Its decision guide pushes readers toward different stacks based on maturity. For complex agents, it points to LangGraph; for indexing-heavy apps, LlamaIndex; for auditable pipelines, Haystack; and for fast prototypes, LangChain.

  • Local stack: Ollama + Chroma + Ragas for laptop-only testing.
  • Mid-scale stack: Qdrant or Weaviate, plus Cohere Rerank and Langfuse or Arize Phoenix.
  • Enterprise stack: Milvus, vLLM, DeepEval, and OpenLIT.
  • Evaluation and tracing are treated as first-class parts of the stack, not add-ons.

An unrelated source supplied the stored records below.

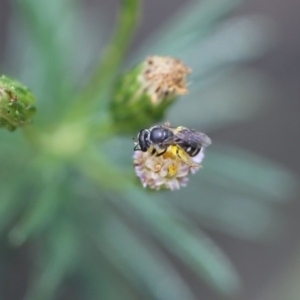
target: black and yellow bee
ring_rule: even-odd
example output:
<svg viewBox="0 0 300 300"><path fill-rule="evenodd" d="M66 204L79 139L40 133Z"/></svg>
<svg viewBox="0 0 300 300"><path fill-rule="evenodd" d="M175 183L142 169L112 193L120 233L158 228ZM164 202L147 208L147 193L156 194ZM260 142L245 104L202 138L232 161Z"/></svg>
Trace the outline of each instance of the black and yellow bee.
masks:
<svg viewBox="0 0 300 300"><path fill-rule="evenodd" d="M211 139L202 132L186 127L171 127L156 125L149 129L142 129L136 140L135 151L150 151L151 155L161 156L168 149L181 161L193 166L191 160L203 147L211 144Z"/></svg>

The repo also includes production case studies from LinkedIn, DoorDash, and Discord. Those examples stress hybrid search, domain-specific embeddings, reranking, and A/B testing before LLM rollout.

Why it matters

For developers, the value is practical: it compresses a messy tool search into a production checklist. Instead of starting from tutorial code, teams can compare tradeoffs in latency, vendor lock-in, observability, and deployment complexity before they commit.

49 stars for GitHub’s RAG production list

For the market, the repo reflects where RAG work is moving now. The focus is less on demo quality and more on operating cost, traceability, and scale. That is useful for teams choosing between managed services and self-hosted infrastructure, especially when retrieval quality and latency have to hold up under real traffic.

The main question the list raises is simple: which RAG stack fits your scale without creating a maintenance burden you cannot support?